New life mantra: must have plan, must have plan. The media (here read women’s magazines) is saturated with women who have demonstrated the true meaning of multi tasking. They have deadlines and goals aplenty, and I’m not talking about avoiding Selfridges shoe department while being drunk. They take structured and purposeful steps up their career ladders, don’t involve themselves with men who can’t fit the designated criteria and know exactly when they will be getting pregnant, if they will indeed be engaging in that activity at all.
How is it then that I am perpetually caught up in the swirls and eddies of reaction? For example I have never purposefully taken a promotion; I have honestly just fallen into things without giving them too much thought. That includes relationships. Those moments – which some may call life – defining I fail to recognise so far immersed in the happenings of them that I am totally unable to see over the top.
Let us take for example the last serious relationship. Good God I gave that everything including my self esteem and musical taste. I swapped indie guitar for trance and techno, I frequented Walkabout more times than is socially acceptable. I went into classic needy girl mode, clambering for attention (positive or negative it really didn’t matter) and forgiving misdemeanours that were not just signs of a relationship decline rather bloody great flares. When I discuss that particular murky episode with friends, they will remind me of how they tried to pull me out, gave me the same straight talking that I pride myself on, but I literally couldn’t hear them. It wasn’t that I was ignoring them (which would require some sort of reaction), rather I floated about in a fog, one that deflected comments about the state of my relationship and to be honest emotional health. But I knew, I had known from the outset, before becoming a couple we had been good friends and (I will repeat for emphasis) I knew what kind of man he was. So why couldn’t I have followed a plan, had some ground rules, listened to my gut?

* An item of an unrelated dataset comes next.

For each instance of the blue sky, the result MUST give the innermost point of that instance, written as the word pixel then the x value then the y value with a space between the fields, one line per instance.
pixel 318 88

I tend to take life as it comes embracing the good and overcoming the bad, navigating the course as best I can. Don’t get me wrong I’m not OK with it, I fully admit to self delusion, ask any of my closest people and they will tell you all the times I make serious rules. Guidelines that I will never stray from, mainly related to chocolate and, again, shoes. But I’m too fickle to stick with them. My old flatmate and I swore blind we would never involve ourselves with men who had been divorced or had a child. I hardly need to tell you where this is heading!! Obviously I broke those rules , and the irony is I have never been happier. This is not to say that I still don’t envy those with cast iron willpower and a target sheet that would make the Conservatives cry. But I have to accept that sometimes taking a tumble with the fates and letting life carry you along can transport you to paths that would otherwise have been unconsidered. Sticking to closely to the plan can be about limiting your life and I guess that is just something I could never do.